SEBELUM Covid-19 merebak ke seluruh penjuru dunia, hutang negara berkembang kepada China baik langsung maupun di bawah skema Belt and Road Initiative (BRI) sudah menjadi isu politik.
Peminjam China dinilai kejam dan buas, tidak saja dari sudut suku buku pinjaman yang lebih tinggi, tetapi syarat-syaratnya juga sangat ketat. Tidak heran jika sejumlah negara peminjam kini tersandera dan terpaksa mengorbankan ‘kedaulatan’ mereka menyerahkan proyek-proyek infrastruktur sepenuhnya di bawah kontrol China.
Ini ‘state capitalism’ yang lebih buas daripada ‘capitalism’ dalam artian klasik sekalipun, komentar pengamat di media sosial.

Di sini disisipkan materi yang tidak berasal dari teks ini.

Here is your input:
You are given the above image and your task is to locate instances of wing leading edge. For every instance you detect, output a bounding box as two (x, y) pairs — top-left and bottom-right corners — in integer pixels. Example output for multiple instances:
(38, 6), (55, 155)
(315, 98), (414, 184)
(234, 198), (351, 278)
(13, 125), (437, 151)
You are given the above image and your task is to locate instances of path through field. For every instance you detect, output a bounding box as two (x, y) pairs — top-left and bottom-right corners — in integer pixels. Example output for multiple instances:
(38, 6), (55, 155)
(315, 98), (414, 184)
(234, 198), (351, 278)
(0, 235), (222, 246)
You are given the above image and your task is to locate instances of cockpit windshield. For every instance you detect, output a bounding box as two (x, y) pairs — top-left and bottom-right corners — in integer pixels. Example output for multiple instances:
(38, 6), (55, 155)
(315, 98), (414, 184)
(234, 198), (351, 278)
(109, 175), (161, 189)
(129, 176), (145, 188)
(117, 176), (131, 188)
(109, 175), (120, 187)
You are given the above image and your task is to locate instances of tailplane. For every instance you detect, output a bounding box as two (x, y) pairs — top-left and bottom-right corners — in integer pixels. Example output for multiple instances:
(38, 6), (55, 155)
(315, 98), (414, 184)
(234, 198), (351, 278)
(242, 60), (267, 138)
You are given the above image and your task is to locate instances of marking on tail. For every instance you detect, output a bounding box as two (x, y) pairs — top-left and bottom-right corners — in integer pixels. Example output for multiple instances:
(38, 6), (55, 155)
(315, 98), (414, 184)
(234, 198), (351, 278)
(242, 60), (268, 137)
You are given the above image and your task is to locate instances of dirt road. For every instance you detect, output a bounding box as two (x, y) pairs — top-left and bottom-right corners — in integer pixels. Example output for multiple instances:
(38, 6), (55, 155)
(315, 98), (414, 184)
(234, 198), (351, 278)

Masalah pinjaman negara-berkembang kepada China ini semakin berat dirasakan ketika negara-negara berembang peminjam itu kini harus berurusan dengan Covid-19 dengan berbagai dampaknya.

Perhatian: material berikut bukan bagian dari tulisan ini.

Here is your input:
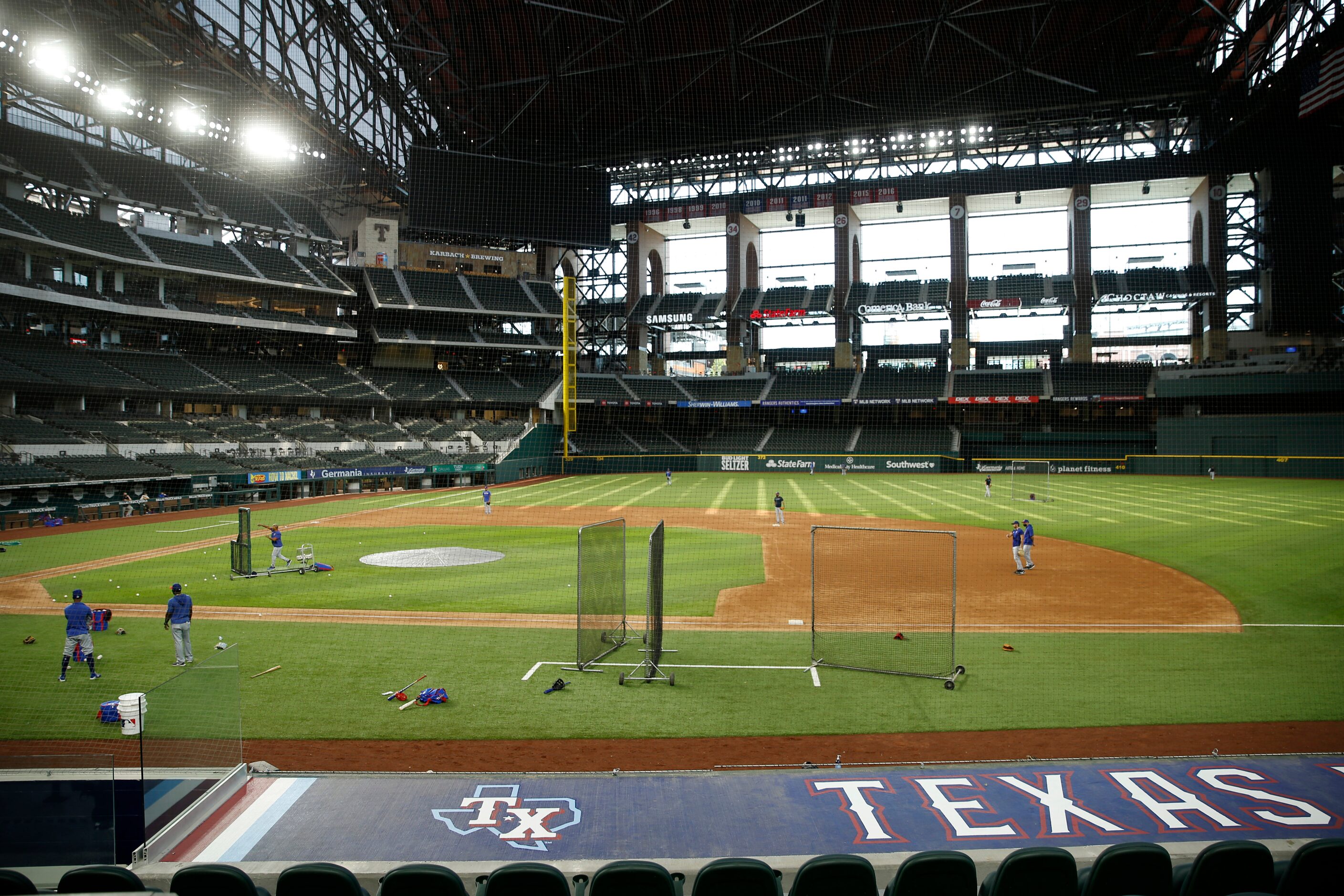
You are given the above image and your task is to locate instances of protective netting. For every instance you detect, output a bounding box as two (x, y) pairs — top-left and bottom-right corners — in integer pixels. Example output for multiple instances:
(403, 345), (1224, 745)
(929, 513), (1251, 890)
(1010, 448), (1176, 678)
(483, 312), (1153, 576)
(576, 520), (628, 669)
(1008, 461), (1055, 501)
(812, 527), (957, 677)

Kolumnis Benn Steil dan Benjamin Della Rocca menulis artikel yang memintakan perhatian Beijing agar jangan membebani negara berkembang penghutang karena pandemi corona ini menjadi masalah besar di sana.
“Virus corona baru telah membuat ekonomi dunia terhenti. Pertumbuhan global akan turun dari 2,9 persen tahun lalu ke wilayah negatif yang dalam pada tahun 2020 — satu-satunya tahun selain 2009 yang telah terjadi sejak Perang Dunia II. Pemulihan kemungkinan akan lambat dan menyakitkan,” tulis mereka.
Pembatasan pemerintah untuk mencegah virus bangkit kembali akan menghambat produksi dan konsumsi, seperti default, kebangkrutan, dan pengurangan staf yang telah menghasilkan rekor klaim pengangguran di Amerika Serikat.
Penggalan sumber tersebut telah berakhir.